Posted on March 03, 2012 by

We’ve run this graph before, but in the light of Ed Miliband’s speech to the Scottish Labour conference yesterday it bears repeating. Labour’s newest line – a subtle play on the party’s traditional “too wee, too poor, too stupid” gambit – is to describe the UK as the redistributive Union. The twin intended meanings of the phrase are clear: Scotland can only survive if subsidised by the wealthy South-East of England, and a vote for independence is a vote to abandon England’s poor to the cruelty of the Tories.

It’s a powerful message (if not a particularly rational one – if we’re such subsidy junkies, aren’t we a burden on England’s poor?), but it’s also one founded on a gigantic and cynical lie. Firstly because, as this blog has previously discovered, Scottish votes almost never affect which party forms the UK government anyway. And secondly because even when the voters of England do elect a Labour government, the redistribution of wealth still only travels in one direction – from the poor to the rich.

The graph above, taken from independent monitoring group The Poverty Site and created from official UK Government statistics, shows the reality of the last 13 years of Labour government (shaded in grey). Over that period – including the time when Ed Miliband was Chairman of HM Treasury’s Council Of Economic Advisers – the gap between the respective shares of Britain’s wealth owned by the richest 10% of citizens and the poorest 10% significantly INCREASED in size, by around one-eighth.

Of course, when the Tories are in power the rate of increase tends to be slightly higher still, and not only from poor to rich – under the Tory administrations of Thatcher and Major, Scotland subsidised England to the tune of almost £30bn according to the UK Goverment’s own figures.

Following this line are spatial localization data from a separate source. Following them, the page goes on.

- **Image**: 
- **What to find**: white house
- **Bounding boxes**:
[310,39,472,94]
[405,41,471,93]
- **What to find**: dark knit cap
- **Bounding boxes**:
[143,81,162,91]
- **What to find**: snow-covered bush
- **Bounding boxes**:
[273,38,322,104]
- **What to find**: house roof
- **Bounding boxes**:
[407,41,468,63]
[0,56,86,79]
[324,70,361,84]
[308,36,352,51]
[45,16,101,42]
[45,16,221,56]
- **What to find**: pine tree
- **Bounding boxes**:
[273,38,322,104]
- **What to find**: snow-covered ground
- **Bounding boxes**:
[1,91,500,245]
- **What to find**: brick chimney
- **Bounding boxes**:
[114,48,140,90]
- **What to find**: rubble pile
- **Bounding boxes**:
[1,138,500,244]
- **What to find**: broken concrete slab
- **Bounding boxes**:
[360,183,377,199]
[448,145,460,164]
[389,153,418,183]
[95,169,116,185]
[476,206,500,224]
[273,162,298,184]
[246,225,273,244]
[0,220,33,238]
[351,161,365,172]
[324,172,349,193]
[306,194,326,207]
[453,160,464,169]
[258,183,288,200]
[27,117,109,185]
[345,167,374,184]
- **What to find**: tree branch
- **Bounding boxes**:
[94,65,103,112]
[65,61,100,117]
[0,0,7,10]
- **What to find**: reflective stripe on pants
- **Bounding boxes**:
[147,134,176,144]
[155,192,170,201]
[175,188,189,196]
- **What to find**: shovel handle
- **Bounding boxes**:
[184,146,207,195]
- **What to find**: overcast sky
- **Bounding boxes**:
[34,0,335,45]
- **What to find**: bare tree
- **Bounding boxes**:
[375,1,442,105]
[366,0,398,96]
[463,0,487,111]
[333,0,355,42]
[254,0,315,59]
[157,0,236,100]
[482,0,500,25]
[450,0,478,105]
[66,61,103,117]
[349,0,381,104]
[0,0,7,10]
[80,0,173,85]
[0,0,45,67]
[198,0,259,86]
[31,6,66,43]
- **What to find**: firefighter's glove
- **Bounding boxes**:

Whichever of the London parties holds power in Westminster, though, the direction the wealth moves in is the same.

Ed Miliband does indeed represent a “redistributive Union”. He wants you to let him and David Cameron continue redistributing the UK’s money from poor people and Scotland to rich people and England. If that’s the future you want, then by all means vote No to independence. Just be clear what it is you’ll be voting for.